Remarkably, even the causes of the king’s madness do not seem finally resolved. This controversy too has gone through several ups and downs. Originally madness in a broad sense was diagnosed. It was claimed that he had been subject to such episodes most of his adult life, the first major outbreak as far back as 1765 being hushed up by the court. Namier, himself a neurotic character, portrayed the king as inherently neurotic and unable to cope with reality. Most historians concurred in a diagnosis of manic depression. Then, in 1966, Dr Ida Macalpine and her son Dr Richard Hunter studied the medical records closely for the first time, and concluded that manic depression was an untenable diagnosis and that George presented a classic case of porphyria, his ‘blue-ish’ urine being the clincher. This new diagnosis was welcomed by George’s defenders, as it cleared him of being of unsound mind. The 1765 episode was dismissed, by Brooke for instance, as a manufactured myth.

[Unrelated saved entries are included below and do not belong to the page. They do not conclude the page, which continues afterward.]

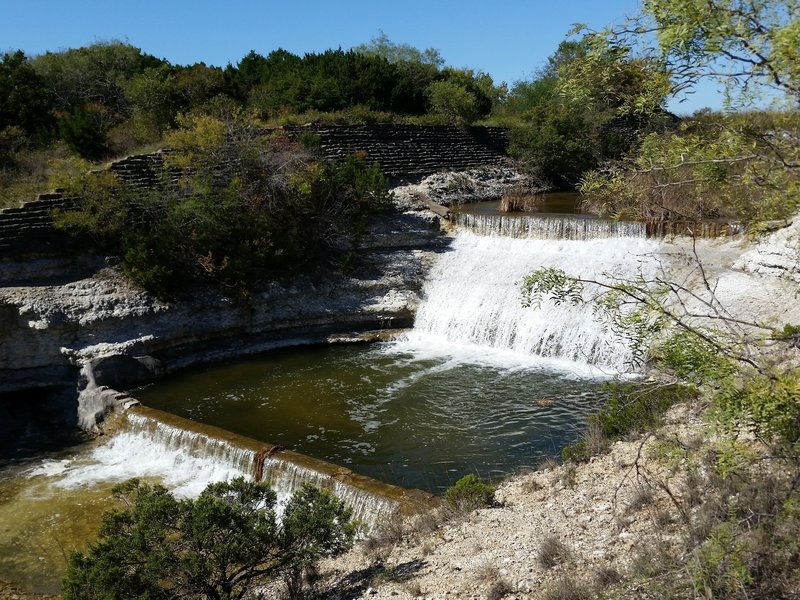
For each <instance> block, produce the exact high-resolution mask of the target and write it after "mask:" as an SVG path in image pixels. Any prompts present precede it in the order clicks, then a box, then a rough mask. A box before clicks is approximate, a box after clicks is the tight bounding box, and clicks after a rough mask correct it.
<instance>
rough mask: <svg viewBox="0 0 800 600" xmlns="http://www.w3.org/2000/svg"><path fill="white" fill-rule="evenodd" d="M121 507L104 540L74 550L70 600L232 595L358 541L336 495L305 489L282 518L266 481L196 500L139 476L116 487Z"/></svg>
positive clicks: (70, 584)
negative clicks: (177, 495) (170, 490)
mask: <svg viewBox="0 0 800 600" xmlns="http://www.w3.org/2000/svg"><path fill="white" fill-rule="evenodd" d="M114 494H115V497H116V498H117V499H118V500H119V501H120V502H121V503H122V506H123V508H122V509H113V510H111V511H108V512H106V513H105V514H104V515H103V522H102V525H101V528H100V534H99V538H98V540H97V541H96V542H95V543H94V544H92V545H91V546H90V548H89V550H88V551H87V552H86V553H85V554H84V553H82V552H73V553H72V554H71V555H70V557H69V564H68V567H67V573H66V575H65V577H64V581H63V584H62V593H63V596H64V598H65V599H66V600H89V599H96V598H154V599H155V598H170V599H178V598H205V599H208V600H223V599H224V600H233V599H237V598H243V597H245V596H246V595H247V594H248V593H249V592H251V591H253V590H254V589H255V587H256V586H260V585H264V584H265V583H268V582H269V581H271V580H273V579H275V578H277V577H282V576H289V575H291V574H293V573H295V572H297V571H302V570H303V569H306V568H308V567H310V566H312V565H313V563H314V562H316V561H317V560H318V559H320V558H321V557H323V556H331V555H336V554H339V553H341V552H343V551H345V550H346V549H348V548H349V547H350V545H351V544H352V541H353V538H354V535H355V532H356V526H355V524H353V523H352V522H351V521H350V515H351V512H350V510H349V509H347V508H346V507H345V506H344V504H343V503H342V502H341V501H340V500H338V499H336V498H335V497H334V496H333V495H332V494H331V493H330V492H327V491H320V490H319V489H317V488H314V487H311V486H308V485H306V486H304V487H302V488H301V489H300V490H298V491H297V492H295V494H294V495H293V496H292V498H291V499H290V500H289V502H288V503H287V505H286V507H285V510H284V514H283V517H282V519H280V520H278V519H277V517H276V495H275V492H273V491H272V490H271V489H270V488H269V485H268V484H266V483H254V482H250V481H245V480H244V479H243V478H238V479H234V480H232V481H230V482H221V483H213V484H210V485H209V486H208V487H207V488H206V489H205V490H204V491H203V492H202V493H201V494H200V496H199V497H198V498H197V499H195V500H191V499H187V500H176V499H175V498H174V497H173V496H172V495H171V494H170V493H169V492H168V491H167V490H166V489H165V488H163V487H161V486H150V485H147V484H142V483H141V482H139V481H137V480H133V481H130V482H128V483H126V484H123V485H120V486H117V487H116V488H115V490H114Z"/></svg>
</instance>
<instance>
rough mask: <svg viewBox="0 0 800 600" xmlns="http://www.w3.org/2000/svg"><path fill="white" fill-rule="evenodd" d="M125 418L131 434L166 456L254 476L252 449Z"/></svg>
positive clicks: (226, 441) (191, 432)
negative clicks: (164, 453) (212, 466)
mask: <svg viewBox="0 0 800 600" xmlns="http://www.w3.org/2000/svg"><path fill="white" fill-rule="evenodd" d="M125 416H126V417H127V419H128V429H129V431H130V432H132V433H134V434H136V435H138V436H140V437H143V438H145V439H146V440H148V442H149V443H151V444H153V445H155V446H158V447H160V448H161V449H162V450H163V451H164V452H166V453H169V454H174V453H181V454H184V455H186V456H190V457H192V458H195V459H198V460H200V461H208V462H210V463H217V464H219V465H221V466H223V467H224V468H225V469H230V470H232V471H235V472H238V473H246V474H248V475H249V474H251V473H252V472H253V465H254V462H255V456H256V452H255V451H254V450H252V449H248V448H241V447H237V446H235V445H233V444H230V443H228V442H227V441H225V440H223V439H218V438H215V437H212V436H209V435H206V434H203V433H198V432H195V431H188V430H186V429H181V428H180V427H176V426H174V425H168V424H167V423H163V422H161V421H159V420H157V419H154V418H152V417H148V416H145V415H142V414H139V413H137V412H134V411H128V412H127V413H126V414H125Z"/></svg>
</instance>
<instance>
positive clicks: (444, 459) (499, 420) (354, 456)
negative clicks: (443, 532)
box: [136, 338, 602, 492]
mask: <svg viewBox="0 0 800 600" xmlns="http://www.w3.org/2000/svg"><path fill="white" fill-rule="evenodd" d="M431 343H432V342H431ZM425 349H427V352H426V351H425ZM601 385H602V382H601V380H600V379H598V377H597V376H596V374H592V373H589V372H588V371H584V372H581V371H575V370H574V369H570V368H568V366H567V365H565V364H559V363H558V362H557V361H549V362H548V361H545V360H543V359H535V358H532V357H523V356H520V355H515V354H514V353H510V352H502V351H492V350H489V349H480V350H476V348H475V347H469V346H460V345H458V344H451V345H450V347H447V345H444V346H443V345H441V344H439V345H438V346H437V347H436V348H435V351H434V350H432V349H431V344H426V343H424V342H423V341H420V340H419V339H414V338H410V339H408V340H401V341H399V342H398V343H388V344H377V345H372V346H362V345H351V346H320V347H315V348H296V349H287V350H280V351H275V352H271V353H268V354H265V355H263V356H260V357H257V358H251V359H248V360H244V361H237V362H234V363H230V364H224V365H218V366H212V367H207V368H205V369H203V370H195V371H193V372H187V373H184V374H181V375H179V376H176V377H174V378H172V379H170V380H168V381H164V382H160V383H158V384H157V385H154V386H152V387H150V388H148V389H146V390H141V391H139V392H138V393H137V394H136V395H137V396H138V397H139V398H140V399H141V400H142V402H143V403H144V404H147V405H150V406H153V407H155V408H159V409H162V410H166V411H169V412H173V413H176V414H179V415H181V416H184V417H188V418H191V419H194V420H197V421H200V422H203V423H208V424H212V425H216V426H218V427H223V428H225V429H229V430H231V431H234V432H236V433H239V434H242V435H246V436H250V437H253V438H256V439H260V440H263V441H268V442H272V443H277V444H281V445H283V446H286V447H287V448H291V449H293V450H297V451H299V452H303V453H305V454H310V455H312V456H315V457H317V458H321V459H324V460H327V461H330V462H334V463H338V464H342V465H347V466H349V467H350V468H352V469H353V470H354V471H357V472H359V473H362V474H364V475H368V476H371V477H375V478H377V479H381V480H384V481H387V482H389V483H394V484H398V485H403V486H408V487H418V488H422V489H427V490H430V491H433V492H440V491H441V490H442V489H444V488H446V487H447V486H449V485H451V484H452V483H453V482H454V481H455V480H457V479H458V478H459V477H461V476H462V475H463V474H465V473H477V474H479V475H481V476H485V477H498V476H500V475H501V474H504V473H508V472H510V471H513V470H514V469H516V468H519V467H523V466H536V465H537V464H538V463H539V462H540V461H541V460H542V459H543V458H545V457H547V456H553V455H554V454H556V453H558V451H559V450H560V448H561V447H562V446H563V445H564V444H565V443H568V442H570V441H572V440H574V439H575V438H576V437H577V436H578V435H579V433H580V429H581V425H582V422H583V416H584V415H585V414H586V413H588V412H591V411H592V410H594V409H596V408H597V406H598V403H599V399H600V396H601V392H600V388H601Z"/></svg>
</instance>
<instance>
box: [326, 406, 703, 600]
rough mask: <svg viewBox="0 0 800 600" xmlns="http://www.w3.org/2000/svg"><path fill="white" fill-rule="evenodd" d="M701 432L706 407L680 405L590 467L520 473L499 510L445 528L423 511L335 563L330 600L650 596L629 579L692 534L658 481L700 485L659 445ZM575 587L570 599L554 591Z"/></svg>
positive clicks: (332, 577) (506, 487)
mask: <svg viewBox="0 0 800 600" xmlns="http://www.w3.org/2000/svg"><path fill="white" fill-rule="evenodd" d="M702 429H703V420H702V416H701V413H700V411H699V410H698V407H697V406H690V405H679V406H676V407H674V408H673V409H672V410H671V411H670V412H669V413H668V415H667V417H666V424H665V426H664V427H663V428H662V429H661V430H659V431H658V432H655V433H651V434H646V435H644V436H642V437H640V438H638V439H636V440H632V441H620V442H617V443H615V444H614V445H613V446H612V447H611V449H610V450H609V452H608V453H606V454H604V455H601V456H597V457H594V458H593V459H591V461H590V462H588V463H584V464H577V465H575V464H566V465H561V466H551V467H550V468H546V469H542V470H538V471H535V472H532V473H527V474H521V475H518V476H515V477H512V478H511V479H509V480H508V481H506V482H504V483H502V484H501V485H500V486H499V487H498V489H497V492H496V497H497V500H498V502H499V506H498V507H496V508H487V509H481V510H476V511H473V512H472V513H469V514H467V515H465V516H463V517H461V518H459V517H455V518H452V520H450V521H448V522H445V523H444V524H443V525H442V526H441V527H440V528H437V529H435V530H430V528H431V525H432V523H433V522H435V519H433V518H431V517H430V516H426V517H422V518H420V519H419V520H418V521H417V522H416V523H411V524H407V525H406V526H405V527H404V528H403V529H402V533H398V534H397V535H396V544H395V545H393V546H392V547H389V548H385V549H383V550H372V551H370V550H368V549H367V548H368V547H369V546H364V545H362V546H360V547H357V548H356V549H354V550H353V551H351V552H350V553H349V554H347V555H345V556H343V557H341V558H339V559H337V560H333V561H329V562H328V563H326V564H325V565H324V567H323V578H324V584H323V586H321V587H323V588H324V589H325V590H326V592H325V593H324V594H323V597H325V598H327V599H328V600H334V599H344V598H374V599H376V600H382V599H387V600H388V599H390V598H391V599H396V600H403V599H409V600H410V599H414V598H420V597H422V598H435V599H443V598H458V599H468V598H470V599H471V598H475V599H478V598H480V599H483V598H494V599H497V598H501V597H502V598H507V599H509V600H511V599H518V600H521V599H523V598H524V599H528V598H531V599H532V598H584V597H586V598H590V597H595V595H596V594H597V593H600V592H601V591H606V592H612V591H613V592H614V593H615V594H617V595H616V597H621V598H626V597H627V598H630V597H646V593H645V592H646V590H644V589H637V588H636V586H635V583H634V582H632V581H628V582H626V583H625V584H623V585H621V584H620V582H621V581H622V580H623V579H625V580H631V579H635V578H636V577H637V573H638V570H639V569H642V568H643V566H646V562H647V561H648V560H649V557H650V553H652V552H653V551H667V550H674V549H675V548H676V546H677V545H678V544H679V542H680V539H681V537H682V530H681V523H680V522H679V520H678V519H677V518H676V516H675V515H674V514H673V513H674V504H673V500H674V499H673V498H670V497H669V495H668V494H667V493H666V492H665V491H664V490H663V489H660V488H659V486H658V484H657V482H659V481H669V484H670V486H671V491H672V493H673V494H675V495H676V497H677V500H678V501H683V500H684V499H685V498H686V497H688V495H690V494H691V493H692V492H693V490H692V489H691V488H690V487H688V486H687V482H686V481H685V480H683V479H682V477H681V476H680V475H677V474H673V473H671V472H670V469H669V468H668V467H667V466H666V465H664V464H662V463H661V462H659V460H658V459H657V458H656V454H657V449H658V444H659V440H662V439H670V440H679V441H681V442H684V443H687V444H688V443H693V442H694V441H695V440H696V439H697V436H698V435H700V434H701V431H702ZM681 576H683V575H682V574H681V573H676V577H681ZM570 586H572V588H574V591H573V594H572V595H563V596H552V595H548V594H551V593H553V592H554V591H555V590H558V589H562V590H566V589H567V588H568V587H570ZM501 591H502V592H503V593H502V594H501ZM579 593H580V595H579ZM612 597H615V596H613V595H612Z"/></svg>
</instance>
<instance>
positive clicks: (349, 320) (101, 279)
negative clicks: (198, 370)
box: [0, 213, 447, 426]
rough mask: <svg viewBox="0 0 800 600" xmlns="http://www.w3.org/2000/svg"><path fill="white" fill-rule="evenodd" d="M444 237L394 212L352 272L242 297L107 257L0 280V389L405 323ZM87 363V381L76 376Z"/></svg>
mask: <svg viewBox="0 0 800 600" xmlns="http://www.w3.org/2000/svg"><path fill="white" fill-rule="evenodd" d="M446 243H447V239H446V238H444V237H443V236H441V235H440V234H439V224H438V220H437V219H436V218H435V217H433V216H431V215H430V214H423V213H408V214H400V213H396V214H393V215H390V216H388V217H386V218H384V220H383V221H382V222H381V223H380V224H378V225H376V227H375V229H374V232H373V235H372V236H369V237H368V238H367V239H366V241H365V244H364V245H365V248H366V249H365V250H364V252H363V266H362V267H360V268H359V270H358V271H357V272H355V273H353V274H350V275H343V274H335V273H327V274H317V275H315V276H307V275H297V276H295V277H291V278H286V279H285V280H283V281H274V282H270V283H267V284H265V285H263V286H262V287H260V288H259V289H257V290H255V291H254V293H253V294H252V296H251V297H250V298H249V299H248V300H247V301H243V300H236V299H232V298H230V297H227V296H225V295H224V294H222V293H220V292H219V291H217V290H215V289H213V288H212V287H203V288H200V287H198V288H197V289H193V290H186V291H184V292H183V293H181V294H180V297H179V298H177V299H175V300H171V301H169V302H165V301H161V300H158V299H157V298H154V297H153V296H151V295H150V294H148V293H147V292H146V291H144V290H142V289H141V288H139V287H137V286H136V285H134V284H132V283H131V282H130V281H128V280H127V279H126V278H125V277H124V276H123V275H122V273H121V272H120V271H119V269H117V268H115V267H112V266H106V267H105V268H102V269H100V270H99V271H97V272H95V273H93V274H92V275H91V276H88V277H83V278H80V279H77V280H74V281H68V282H60V281H57V282H55V283H51V284H49V285H17V286H6V287H0V340H2V343H0V393H3V392H10V391H15V390H21V389H30V388H36V387H46V386H59V385H60V386H74V385H76V384H77V386H78V390H79V391H81V392H85V391H86V390H87V389H88V387H90V386H92V385H93V386H96V388H98V389H100V388H103V387H104V386H111V387H118V388H122V389H125V388H127V387H130V386H134V385H140V384H142V383H143V382H144V381H146V380H148V379H149V378H151V377H154V376H158V375H160V374H162V373H165V372H169V371H172V370H175V369H177V368H181V367H184V366H187V365H189V364H193V363H197V362H204V361H209V360H216V359H220V358H225V357H231V356H237V355H244V354H249V353H255V352H259V351H263V350H266V349H269V348H273V347H278V346H282V345H291V344H297V343H310V342H323V341H325V340H326V339H327V337H328V336H330V335H332V334H342V333H345V332H350V331H363V330H368V329H381V328H390V327H401V326H409V325H410V324H411V321H412V319H413V314H414V311H415V309H416V306H417V304H418V302H419V292H420V290H421V287H422V283H423V281H424V278H425V273H426V271H427V268H428V266H429V265H430V263H431V262H432V261H433V258H434V256H435V254H436V252H438V251H439V250H440V248H441V247H442V246H443V244H446ZM86 365H89V366H90V368H91V372H92V375H93V378H94V379H93V381H92V382H91V383H90V382H88V381H87V377H85V376H84V377H83V378H81V377H80V373H79V372H80V370H81V368H82V367H84V366H86ZM101 395H102V394H101ZM98 397H100V396H98ZM113 400H114V399H113V398H112V401H111V403H112V404H113ZM89 412H93V411H89ZM97 412H98V413H99V412H101V410H100V409H99V408H98V411H97ZM83 425H84V426H86V423H84V424H83Z"/></svg>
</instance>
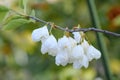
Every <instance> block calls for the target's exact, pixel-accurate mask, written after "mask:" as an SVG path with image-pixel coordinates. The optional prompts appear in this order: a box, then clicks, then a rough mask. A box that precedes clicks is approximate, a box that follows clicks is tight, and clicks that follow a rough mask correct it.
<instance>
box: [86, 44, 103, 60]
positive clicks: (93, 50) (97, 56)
mask: <svg viewBox="0 0 120 80" xmlns="http://www.w3.org/2000/svg"><path fill="white" fill-rule="evenodd" d="M86 55H87V57H88V60H89V61H91V60H92V59H99V58H100V57H101V53H100V51H99V50H97V49H96V48H94V47H93V46H92V45H90V46H89V47H88V50H87V54H86Z"/></svg>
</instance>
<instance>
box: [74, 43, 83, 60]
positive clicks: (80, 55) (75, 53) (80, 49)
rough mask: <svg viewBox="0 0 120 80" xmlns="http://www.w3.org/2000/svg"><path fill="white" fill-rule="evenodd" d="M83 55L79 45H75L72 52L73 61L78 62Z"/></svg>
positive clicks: (82, 53)
mask: <svg viewBox="0 0 120 80" xmlns="http://www.w3.org/2000/svg"><path fill="white" fill-rule="evenodd" d="M83 55H84V50H83V47H82V46H81V45H77V46H75V47H74V48H73V50H72V57H73V59H75V60H76V59H77V60H78V59H80V58H82V57H83Z"/></svg>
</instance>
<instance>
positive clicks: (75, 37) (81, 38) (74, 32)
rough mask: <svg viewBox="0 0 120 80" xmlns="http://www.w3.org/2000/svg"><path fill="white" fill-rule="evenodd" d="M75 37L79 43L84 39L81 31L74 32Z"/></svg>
mask: <svg viewBox="0 0 120 80" xmlns="http://www.w3.org/2000/svg"><path fill="white" fill-rule="evenodd" d="M72 34H73V35H74V39H75V40H76V42H77V43H80V42H81V41H82V37H81V35H80V32H73V33H72Z"/></svg>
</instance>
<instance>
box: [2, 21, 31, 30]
mask: <svg viewBox="0 0 120 80" xmlns="http://www.w3.org/2000/svg"><path fill="white" fill-rule="evenodd" d="M29 22H30V21H29V20H26V19H13V20H11V21H9V22H8V23H7V24H6V25H4V27H3V29H4V30H10V29H16V28H18V27H20V26H22V25H23V24H26V23H29Z"/></svg>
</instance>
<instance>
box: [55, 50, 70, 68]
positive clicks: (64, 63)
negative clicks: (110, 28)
mask: <svg viewBox="0 0 120 80" xmlns="http://www.w3.org/2000/svg"><path fill="white" fill-rule="evenodd" d="M68 59H69V57H68V53H67V52H66V51H59V52H58V54H57V55H56V57H55V63H56V65H58V66H59V65H62V66H65V65H67V63H68Z"/></svg>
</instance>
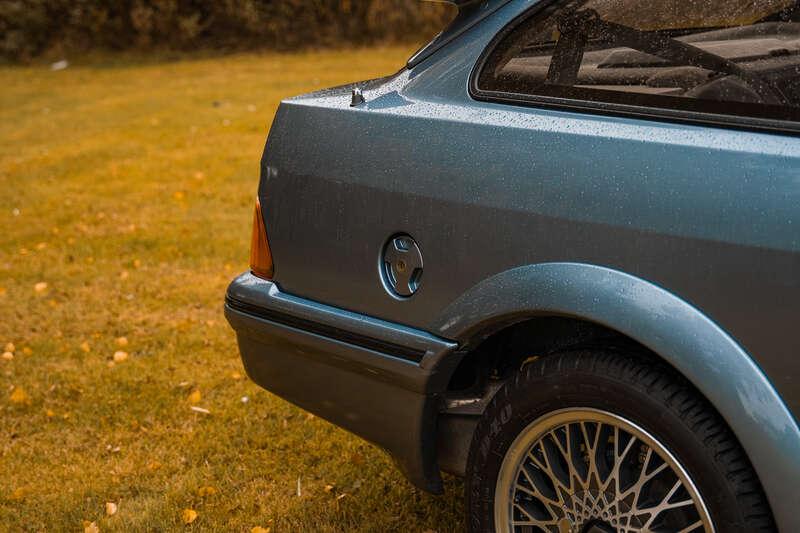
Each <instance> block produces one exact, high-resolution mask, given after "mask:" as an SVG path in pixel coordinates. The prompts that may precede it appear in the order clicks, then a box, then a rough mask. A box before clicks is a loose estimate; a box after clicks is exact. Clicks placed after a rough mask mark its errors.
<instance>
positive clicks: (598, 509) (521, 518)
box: [496, 410, 714, 533]
mask: <svg viewBox="0 0 800 533" xmlns="http://www.w3.org/2000/svg"><path fill="white" fill-rule="evenodd" d="M577 413H578V414H575V415H572V416H571V417H570V416H563V417H562V418H561V419H559V420H560V423H551V424H549V425H547V426H546V427H543V428H542V429H541V430H538V431H536V432H533V431H531V432H532V435H531V436H530V438H529V439H528V440H527V441H526V442H527V444H520V445H519V449H518V450H517V449H516V448H515V452H514V457H516V459H515V460H514V461H515V464H516V467H515V470H514V471H511V470H510V471H509V472H510V474H509V475H511V478H510V479H509V481H510V482H511V484H510V485H506V486H507V487H510V489H508V492H507V494H508V495H509V497H510V498H511V499H510V500H508V499H506V500H505V501H508V504H502V505H508V506H507V507H505V508H506V509H508V511H507V512H508V513H510V515H509V516H508V521H507V522H505V523H506V524H508V525H509V526H510V527H511V530H513V528H514V527H524V526H528V527H532V528H534V530H535V529H536V528H539V529H541V530H542V531H555V532H558V531H562V530H563V527H564V524H565V523H568V524H569V527H570V528H572V529H573V530H579V529H581V528H582V527H583V526H585V525H586V524H589V523H591V522H593V521H596V520H599V521H601V522H603V523H606V524H607V525H608V526H609V527H610V528H613V529H615V530H617V531H621V532H634V531H652V530H654V529H656V530H659V531H660V530H664V529H666V530H671V531H679V532H681V533H691V532H698V531H705V532H711V533H713V532H714V528H713V525H712V523H711V520H710V518H709V516H708V512H707V511H706V508H705V505H704V504H703V502H702V499H701V498H700V495H699V494H698V493H697V491H696V489H695V488H694V485H692V484H691V482H688V483H687V480H688V475H687V474H686V473H685V472H684V471H683V469H682V467H681V466H680V464H679V463H677V461H676V460H675V459H674V458H673V457H672V456H671V455H670V453H669V452H668V451H667V449H666V447H664V446H663V445H661V444H660V443H659V442H658V441H657V440H656V439H654V438H653V437H651V436H650V435H649V434H647V433H646V432H645V431H644V430H642V429H641V428H638V427H637V426H635V425H634V424H633V423H631V422H628V421H627V420H625V419H622V418H621V417H618V416H615V415H611V414H609V413H604V412H602V411H592V410H577ZM532 426H533V425H532ZM543 426H544V424H543ZM534 427H535V426H534ZM512 446H514V445H512ZM509 454H511V452H509ZM503 468H505V460H504V466H503ZM514 472H515V473H514ZM501 474H502V473H501ZM498 494H500V493H498ZM496 505H497V503H496Z"/></svg>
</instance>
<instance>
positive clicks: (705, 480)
mask: <svg viewBox="0 0 800 533" xmlns="http://www.w3.org/2000/svg"><path fill="white" fill-rule="evenodd" d="M466 499H467V508H468V513H469V525H470V530H471V531H476V532H477V531H480V532H489V531H498V532H538V531H545V532H555V533H567V532H570V533H588V532H592V533H602V532H615V531H619V532H633V531H686V532H689V531H692V532H702V531H706V532H714V531H716V532H723V531H724V532H728V531H732V532H738V531H741V532H744V531H769V530H772V520H771V515H770V512H769V507H768V504H767V502H766V499H765V497H764V495H763V491H762V490H761V486H760V484H759V482H758V479H757V477H756V476H755V473H754V472H753V469H752V467H751V466H750V464H749V461H748V460H747V457H746V456H745V455H744V452H743V450H742V449H741V447H740V446H739V444H738V442H737V441H736V440H735V438H734V437H733V435H732V434H731V432H730V430H729V429H728V428H727V426H726V425H725V424H724V422H722V420H721V419H720V417H719V415H718V414H717V413H716V412H715V411H714V410H713V408H712V407H711V406H710V405H709V404H708V402H706V401H705V400H704V399H703V398H702V397H701V396H700V395H699V394H698V393H697V392H696V391H695V390H694V389H693V388H692V387H691V386H690V385H689V384H688V383H687V382H686V381H685V380H684V379H682V378H681V377H680V376H679V375H677V374H676V373H675V372H674V371H672V370H671V369H670V368H668V367H666V366H664V365H662V364H661V363H659V362H657V361H651V360H644V359H641V358H635V357H629V356H624V355H619V354H614V353H591V352H571V353H565V354H559V355H553V356H549V357H547V358H543V359H539V360H537V361H535V362H533V363H531V364H529V365H527V366H526V367H525V368H523V369H522V370H521V371H520V372H519V373H518V375H517V376H515V378H514V379H512V380H510V381H509V382H508V383H507V384H506V385H505V386H504V387H503V388H501V389H500V390H499V391H498V393H497V394H496V396H495V397H494V399H493V400H492V402H491V404H490V406H489V407H488V408H487V410H486V412H485V413H484V415H483V417H482V419H481V421H480V422H479V424H478V427H477V429H476V431H475V435H474V437H473V441H472V446H471V449H470V454H469V460H468V464H467V483H466Z"/></svg>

Porphyria held the field until 2010, when two other doctors, Peters and Wilkinson, rejected the diagnosis and returned to the manic depressive theory; the 1765 episode was reinstated, and ‘blue-ish’ identified as a misreading of ‘between’. Roberts recounts this bouleversement in an informative appendix, and in his introduction, he refers to the decent modern way in which we now view mental illness. Unlike Plumb and Namier, we no longer feel inclined to make crude linkages between supposed defects in the king’s personality and his malady. Roberts also declares that Dr Willis and his sons, who also treated the king, have been unfairly treated by Whig historians. On the whole, they employed what we can recognise as behavioural therapy: the talking cure, and useful practical activities like the king’s beloved pastime of taking watches apart and putting them together again. They resorted to the straitjacket only briefly when George was on the verge of violence. All of this helps to ‘normalise’ him, as someone only now and then suffering from a disabling illness, with his judgment otherwise unaffected. Many other statesmen have been more or less manic depressive; at one time both the king and his prime minister, Pitt the Elder, were suffering. George’s madness blighted his own life, in the end permanently; it did not blight his country’s. It was when he was sane he did the damage.